> I don't think there's evidence that this issue would persist after continuing ...

alyxya · 2025-10-31T16:03:25 1761926605

Scaling applies to multiple dimensions simultaneously over time. A frontier model today could be replicated a year later with a model half the size, with a quarter of the FLOPS, etc. I don’t know the real numbers for optimization scaling, but you could check out NanoGPT speedrun [1] as an example.

The best solution in the meantime is giving the LLM a harness that allows tool use like what coding agents have. I suspect current models are fully capable of solving arbitrary complexity artificial reasoning problems here, provided that they’re used in the context of a coding agent tool.

[1] https://github.com/KellerJordan/modded-nanogpt

usrbinbash · 2025-11-04T16:05:38 1762272338

> Scaling applies to multiple dimensions simultaneously over time. A frontier model today could be replicated a year later with a model half the size

Models "emergent capabilities" rely on encoding statistical information about text in their learnable params (weights and biases). Since we cannot compress information arbitrarily without loss, there is a lower bound on how few params we can have, before we lose information, and thus capabilities in the models.

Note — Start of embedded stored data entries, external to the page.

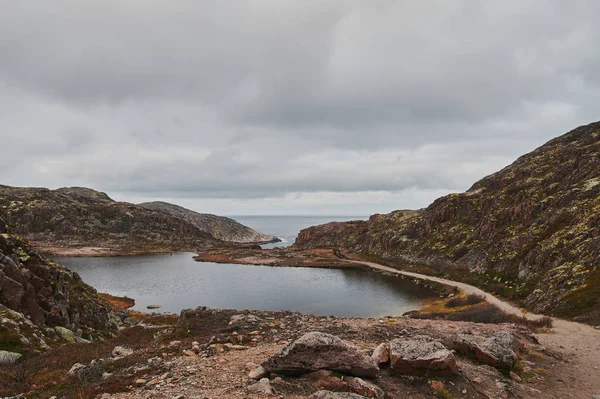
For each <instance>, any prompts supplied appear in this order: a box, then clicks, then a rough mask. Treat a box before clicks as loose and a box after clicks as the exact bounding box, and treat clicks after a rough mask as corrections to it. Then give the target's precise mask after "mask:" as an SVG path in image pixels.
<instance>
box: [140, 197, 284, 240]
mask: <svg viewBox="0 0 600 399" xmlns="http://www.w3.org/2000/svg"><path fill="white" fill-rule="evenodd" d="M139 205H140V206H142V207H144V208H146V209H151V210H155V211H162V212H165V213H168V214H170V215H172V216H175V217H177V218H180V219H183V220H185V221H186V222H189V223H191V224H192V225H194V226H196V227H197V228H199V229H200V230H202V231H205V232H207V233H209V234H210V235H212V236H213V237H215V238H218V239H219V240H223V241H231V242H237V243H266V242H277V241H279V240H278V239H277V237H274V236H270V235H267V234H264V233H261V232H258V231H256V230H253V229H251V228H250V227H247V226H244V225H243V224H241V223H238V222H237V221H235V220H233V219H230V218H227V217H224V216H217V215H211V214H208V213H198V212H194V211H192V210H190V209H186V208H184V207H182V206H179V205H175V204H170V203H168V202H162V201H155V202H144V203H142V204H139Z"/></svg>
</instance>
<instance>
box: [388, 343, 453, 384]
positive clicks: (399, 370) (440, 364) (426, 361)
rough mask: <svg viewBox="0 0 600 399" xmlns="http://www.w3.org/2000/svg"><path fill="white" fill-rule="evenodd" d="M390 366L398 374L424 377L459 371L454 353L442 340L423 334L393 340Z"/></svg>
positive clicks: (451, 373) (449, 374) (433, 375)
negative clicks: (447, 346) (442, 343)
mask: <svg viewBox="0 0 600 399" xmlns="http://www.w3.org/2000/svg"><path fill="white" fill-rule="evenodd" d="M390 367H391V369H392V370H394V372H396V373H397V374H401V375H413V376H423V377H431V376H450V375H453V374H457V373H458V368H457V366H456V359H455V358H454V354H452V352H451V351H450V350H448V348H446V347H445V346H444V344H442V343H441V342H439V341H437V340H435V339H433V338H431V337H427V336H422V335H419V336H415V337H411V338H399V339H394V340H392V341H391V342H390Z"/></svg>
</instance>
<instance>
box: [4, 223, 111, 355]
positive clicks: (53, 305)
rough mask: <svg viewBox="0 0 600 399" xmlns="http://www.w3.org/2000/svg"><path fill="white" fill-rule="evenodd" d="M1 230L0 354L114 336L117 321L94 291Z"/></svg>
mask: <svg viewBox="0 0 600 399" xmlns="http://www.w3.org/2000/svg"><path fill="white" fill-rule="evenodd" d="M6 230H7V229H6V226H5V225H4V223H3V222H2V221H0V350H8V351H11V352H17V353H19V352H26V351H28V350H39V349H46V348H47V343H49V342H50V341H53V340H56V339H61V338H62V339H66V340H69V339H71V338H69V336H70V337H72V339H74V340H80V338H84V339H87V340H95V339H98V338H100V339H101V338H103V337H108V336H110V335H112V334H114V333H116V331H117V324H116V322H115V320H117V319H116V317H115V316H114V314H113V313H112V309H111V308H110V307H109V306H108V305H107V304H106V303H104V302H103V301H102V300H100V299H99V298H98V295H97V293H96V290H95V289H93V288H92V287H90V286H88V285H87V284H85V283H84V282H83V281H82V280H81V278H80V277H79V275H78V274H77V273H73V272H71V271H70V270H68V269H65V268H63V267H61V266H59V265H57V264H56V263H54V262H52V261H50V260H48V259H46V258H44V257H43V256H41V255H39V254H38V253H37V252H36V251H35V250H33V249H32V248H31V247H30V246H29V245H28V244H27V243H26V242H25V241H23V240H21V239H20V238H19V237H18V236H15V235H11V234H6ZM56 327H58V328H56ZM61 328H62V329H61ZM65 329H68V330H70V331H66V330H65Z"/></svg>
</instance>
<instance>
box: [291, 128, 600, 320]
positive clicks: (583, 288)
mask: <svg viewBox="0 0 600 399" xmlns="http://www.w3.org/2000/svg"><path fill="white" fill-rule="evenodd" d="M295 247H296V248H318V247H337V248H347V249H349V250H351V251H353V252H356V253H360V254H363V255H370V256H376V257H378V258H380V259H383V260H387V261H389V262H391V263H394V264H397V265H401V264H407V263H410V264H425V265H435V266H437V267H438V268H440V269H442V273H444V272H446V273H449V272H453V271H459V270H468V271H469V272H470V273H466V276H465V277H464V278H465V279H467V280H470V281H471V282H474V283H480V284H489V283H496V285H498V284H501V285H502V286H501V287H500V288H498V287H496V290H497V291H499V292H500V293H502V294H506V295H507V296H509V297H515V298H517V299H522V300H523V303H524V304H525V305H526V306H527V307H528V308H530V309H532V310H535V311H537V312H546V313H554V314H557V315H562V316H572V317H576V318H578V319H581V320H586V321H600V122H599V123H593V124H590V125H587V126H581V127H579V128H577V129H575V130H573V131H571V132H569V133H567V134H565V135H563V136H560V137H558V138H555V139H553V140H551V141H549V142H548V143H546V144H545V145H543V146H541V147H540V148H538V149H536V150H535V151H533V152H531V153H529V154H527V155H524V156H522V157H520V158H519V159H517V160H516V161H515V162H514V163H513V164H512V165H510V166H508V167H506V168H504V169H502V170H501V171H499V172H497V173H494V174H492V175H490V176H487V177H485V178H483V179H482V180H480V181H478V182H477V183H475V184H474V185H473V186H472V187H471V188H470V189H469V190H468V191H466V192H465V193H461V194H451V195H447V196H445V197H442V198H439V199H437V200H436V201H434V202H433V203H432V204H431V205H430V206H429V207H427V208H426V209H423V210H420V211H410V212H407V211H395V212H392V213H390V214H386V215H373V216H371V218H370V219H369V220H368V221H358V222H348V223H330V224H326V225H322V226H316V227H310V228H308V229H305V230H303V231H301V232H300V234H299V235H298V238H297V240H296V243H295Z"/></svg>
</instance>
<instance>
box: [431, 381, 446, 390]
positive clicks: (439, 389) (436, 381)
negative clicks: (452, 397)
mask: <svg viewBox="0 0 600 399" xmlns="http://www.w3.org/2000/svg"><path fill="white" fill-rule="evenodd" d="M431 389H433V390H434V391H441V390H442V389H444V383H443V382H442V381H437V380H434V381H431Z"/></svg>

So while it may be possible in some cases to get similar capabilities with a slightly smaller model, this development is limited and cannot go on for an arbitrary amount of time. It it were otherwise, we could eventually make a LLM on the level of GPT-3 happen in 1KB of space, and I think we can both agree that this isn't possible.

> giving the LLM a harness that allows tool use like what coding agents have

Given the awful performance of most coding "agents" on anything but the most trivial problems, I am not sure about that at all.

galaxyLogic · 2025-10-31T19:29:34 1761938974

Some problems are just too complex and the effort to solve them increases exponentially. No LLM can keep up with exponenentially increasing effort unless you run them for adequatte number of years.

Infinity315 · 2025-10-31T19:42:43 1761939763

What? Fundamentally, information can only be so dense. Current models may be inefficient w.r.t. information density, however, there is a lower bound of compute required. As a pathological example, we shouldn't expect a megabyte worth of parameters to be able to encode the entirety of Wikipedia.